Standalone Pipeline for Motif Conservation Analysis of AdeJ and AdeB in Acinetobacter baumannii for Data_Tam_DNAseq_2025_E.hormaechei-adeABadeIJ_adeIJK_CM1_CM2_on_ATCC19606
ade_motif_pipeline_standalone.zip
Overview
This post documents a standalone sequence-analysis pipeline that I used to test whether residues in eight candidate motifs are conserved across AdeJ and AdeB homologs from Acinetobacter baumannii. The goal of the workflow is to move from raw sequence collection to a residue-level conservation assessment that can be reproduced from the command line without any hidden manual steps.

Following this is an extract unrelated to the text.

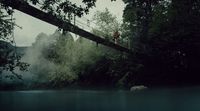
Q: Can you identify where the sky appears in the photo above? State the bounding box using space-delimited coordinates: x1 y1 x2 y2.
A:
13 0 126 46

The analysis is organized around eight motifs:
- AdeJ:
DIKDY,DNYQFDSK,AIKIA,GNGQAS - AdeB:
DLSDY,QAYNFAIL,AIQLS,TSGTAE
The key idea of the pipeline is simple: first collect comparable AdeJ and AdeB proteins, then align them, calculate position-wise conservation scores, and finally map the predefined motifs onto the alignment-derived consensus sequence so that each motif can be interpreted residue by residue.
Complete workflow
1. Retrieval of AdeJ and AdeB protein sequences from NCBI
The first step retrieves AdeJ and AdeB protein sequences from the NCBI protein database using Biopython Entrez. AdeJ and AdeB are queried separately, because they represent distinct homolog groups and should not be mixed during downstream alignment.
A length restriction is applied during the NCBI search itself and then enforced again after download. This double filter is useful because it enriches for near full-length proteins and reduces the number of fragments, truncated annotations, or unusual entries that could distort the alignment.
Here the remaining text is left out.